The relationship between Judaism and Islam was explored at a unique symposium which was held on Sunday 25th March.
The event, which took the form of a dialogue between the Islamic scholar Mona Siddiqui and the Middle East analyst Tony Klug, examined how Jews are perceived by the Muslim community.
Speaking at the third lecture sponsored by the Glasgow Jewish Educational Forum, Professor Mona Siddiqui, Director of the Centre for the Study of Islam at Glasgow University, explored the history of relations between the two faiths, and their different approaches to the shared traditions of what she referred to as “Scripture, Story and Salvation”.
Dr Siddiqui noted that while there was an ambivalence towards the Jewish people in the Koran, there was, however, “no systematic theology of hatred towards Jews and Judaism”. The Muslim community’s perception of Jews was, she emphasised, related directly to the Arab-Israeli conflict and its understanding of Western foreign policy in the Middle East. She added that when the conflict is refracted through that prism, “the complexity is lost”.

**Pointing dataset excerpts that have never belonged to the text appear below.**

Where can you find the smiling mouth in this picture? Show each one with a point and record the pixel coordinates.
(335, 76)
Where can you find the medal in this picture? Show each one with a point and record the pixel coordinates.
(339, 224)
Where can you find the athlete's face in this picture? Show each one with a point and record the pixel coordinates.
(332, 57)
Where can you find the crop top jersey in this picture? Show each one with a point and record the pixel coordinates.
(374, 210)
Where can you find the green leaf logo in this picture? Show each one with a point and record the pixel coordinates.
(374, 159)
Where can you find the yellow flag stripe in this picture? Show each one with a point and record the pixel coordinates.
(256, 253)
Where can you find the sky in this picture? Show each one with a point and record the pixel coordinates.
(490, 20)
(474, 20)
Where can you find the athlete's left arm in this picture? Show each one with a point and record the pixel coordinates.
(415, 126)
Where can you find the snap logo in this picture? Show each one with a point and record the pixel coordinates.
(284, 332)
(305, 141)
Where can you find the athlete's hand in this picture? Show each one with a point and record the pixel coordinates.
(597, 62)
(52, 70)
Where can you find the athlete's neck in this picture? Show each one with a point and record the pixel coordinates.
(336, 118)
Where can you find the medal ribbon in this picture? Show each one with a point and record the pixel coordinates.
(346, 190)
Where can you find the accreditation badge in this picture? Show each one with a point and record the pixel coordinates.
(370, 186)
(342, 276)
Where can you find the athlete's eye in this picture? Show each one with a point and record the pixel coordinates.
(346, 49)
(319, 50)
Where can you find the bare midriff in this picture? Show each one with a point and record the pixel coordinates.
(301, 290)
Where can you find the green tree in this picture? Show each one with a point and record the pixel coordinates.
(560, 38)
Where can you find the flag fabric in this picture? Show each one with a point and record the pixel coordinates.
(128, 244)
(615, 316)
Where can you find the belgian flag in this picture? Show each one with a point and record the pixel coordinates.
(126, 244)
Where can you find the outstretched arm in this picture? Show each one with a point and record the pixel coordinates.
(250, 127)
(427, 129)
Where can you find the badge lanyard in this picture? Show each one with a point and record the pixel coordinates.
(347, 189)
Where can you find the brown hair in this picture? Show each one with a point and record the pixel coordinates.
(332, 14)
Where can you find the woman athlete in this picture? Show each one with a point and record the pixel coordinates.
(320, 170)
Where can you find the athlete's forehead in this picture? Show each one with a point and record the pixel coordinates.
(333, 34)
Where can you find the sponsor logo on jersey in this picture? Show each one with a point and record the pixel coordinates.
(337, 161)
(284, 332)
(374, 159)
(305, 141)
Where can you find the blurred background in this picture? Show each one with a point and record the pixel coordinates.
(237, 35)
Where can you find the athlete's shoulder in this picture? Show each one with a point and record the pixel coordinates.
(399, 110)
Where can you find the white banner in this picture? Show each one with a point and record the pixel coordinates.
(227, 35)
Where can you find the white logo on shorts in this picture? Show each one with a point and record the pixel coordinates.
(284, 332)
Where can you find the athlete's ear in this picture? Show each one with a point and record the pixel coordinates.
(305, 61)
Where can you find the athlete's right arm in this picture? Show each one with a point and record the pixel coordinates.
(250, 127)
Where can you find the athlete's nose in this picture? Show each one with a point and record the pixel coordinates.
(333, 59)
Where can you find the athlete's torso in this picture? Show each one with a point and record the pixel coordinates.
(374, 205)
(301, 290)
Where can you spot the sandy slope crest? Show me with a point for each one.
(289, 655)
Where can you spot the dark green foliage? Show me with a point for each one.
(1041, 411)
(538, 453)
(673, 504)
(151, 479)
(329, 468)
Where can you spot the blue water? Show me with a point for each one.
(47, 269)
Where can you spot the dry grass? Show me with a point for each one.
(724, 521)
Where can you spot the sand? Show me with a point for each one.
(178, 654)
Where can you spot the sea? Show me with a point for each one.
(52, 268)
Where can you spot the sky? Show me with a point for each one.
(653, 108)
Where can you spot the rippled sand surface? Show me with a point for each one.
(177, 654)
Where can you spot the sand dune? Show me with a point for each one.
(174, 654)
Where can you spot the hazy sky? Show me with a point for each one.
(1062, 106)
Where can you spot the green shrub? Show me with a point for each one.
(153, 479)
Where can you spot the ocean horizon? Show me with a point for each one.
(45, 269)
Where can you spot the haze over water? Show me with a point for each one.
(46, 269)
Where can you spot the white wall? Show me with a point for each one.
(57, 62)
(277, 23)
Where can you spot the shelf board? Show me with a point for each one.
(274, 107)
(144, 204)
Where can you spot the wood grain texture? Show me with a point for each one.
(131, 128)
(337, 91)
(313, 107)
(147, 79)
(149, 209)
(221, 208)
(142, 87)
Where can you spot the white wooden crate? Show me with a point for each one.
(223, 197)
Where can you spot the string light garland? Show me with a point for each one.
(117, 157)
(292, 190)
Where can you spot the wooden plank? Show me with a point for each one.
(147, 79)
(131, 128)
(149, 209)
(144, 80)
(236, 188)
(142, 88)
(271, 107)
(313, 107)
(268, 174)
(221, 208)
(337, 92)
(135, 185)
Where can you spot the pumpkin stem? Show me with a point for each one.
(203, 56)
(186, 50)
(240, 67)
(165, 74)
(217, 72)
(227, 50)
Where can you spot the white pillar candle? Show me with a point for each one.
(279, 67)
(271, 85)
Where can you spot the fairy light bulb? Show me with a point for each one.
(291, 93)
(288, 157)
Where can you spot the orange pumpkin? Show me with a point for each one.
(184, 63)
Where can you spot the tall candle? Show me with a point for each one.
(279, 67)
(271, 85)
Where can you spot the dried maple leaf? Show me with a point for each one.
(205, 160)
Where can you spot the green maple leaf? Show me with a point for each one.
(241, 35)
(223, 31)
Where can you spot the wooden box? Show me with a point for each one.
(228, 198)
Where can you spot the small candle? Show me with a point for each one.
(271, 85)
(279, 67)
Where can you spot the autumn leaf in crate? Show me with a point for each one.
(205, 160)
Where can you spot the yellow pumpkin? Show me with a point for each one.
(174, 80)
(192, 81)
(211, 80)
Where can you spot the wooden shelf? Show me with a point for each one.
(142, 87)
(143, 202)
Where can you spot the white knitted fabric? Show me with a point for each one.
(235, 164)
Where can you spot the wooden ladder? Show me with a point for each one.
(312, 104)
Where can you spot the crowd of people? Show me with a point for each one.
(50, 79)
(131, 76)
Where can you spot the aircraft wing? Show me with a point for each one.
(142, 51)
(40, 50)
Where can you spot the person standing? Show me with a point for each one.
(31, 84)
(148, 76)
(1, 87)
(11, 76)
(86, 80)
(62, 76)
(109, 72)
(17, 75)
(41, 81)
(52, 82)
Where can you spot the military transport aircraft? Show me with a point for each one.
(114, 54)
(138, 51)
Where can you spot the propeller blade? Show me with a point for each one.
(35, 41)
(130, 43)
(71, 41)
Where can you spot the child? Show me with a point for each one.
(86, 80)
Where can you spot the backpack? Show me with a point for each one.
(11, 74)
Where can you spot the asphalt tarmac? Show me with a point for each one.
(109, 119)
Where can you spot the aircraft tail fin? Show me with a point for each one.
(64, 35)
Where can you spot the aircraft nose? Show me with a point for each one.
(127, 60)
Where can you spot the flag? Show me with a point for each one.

Her interlocutor, Dr Tony Klug, Senior Policy Consultant at the Middle East Policy Initiative Forum, gave a brief history of Jewish-Arab dialogue from 1984 to the present day. Citing the work of the scholar Bernard Lewis, he rejected the view that Islamic hostility towards Israel and the Jewish people was based on an inherent hatred of Jews; rather, he argued that it was a consequence of “an inevitable response to occupation”, and “the offspring of the tragic conflict in the Middle East”.
While he acknowledged the rise of anti-Semitic currents in the Arab and Muslim worlds, Dr Klug argued that a just resolution of the Arab-Israeli conflict would counter the enmity which exists at present. He affirmed his continuing support for a two-state solution, a position which he first set out in a Fabian Society pamphlet, “A Tale of Two Peoples”, published in 1973.
In relation to the Middle East conflict, Dr Siddiqui said that while she agreed with Dr Klug’s analysis, there was a moral imperative on the part of Europe and America to find a solution. As regards the UK, she said that the Muslim community was, in many respects, attempting to define its place in the post-colonial world. While the community was not monolithic, she noted that, in recent years, it had become more insular and there had been a resurgence of conservative tendencies in which identity was expressed through religious belief.
Dr Klug expressed the hope that, in the long run, rapprochement between the two peoples would be established on the basis of an understanding of the history of the other.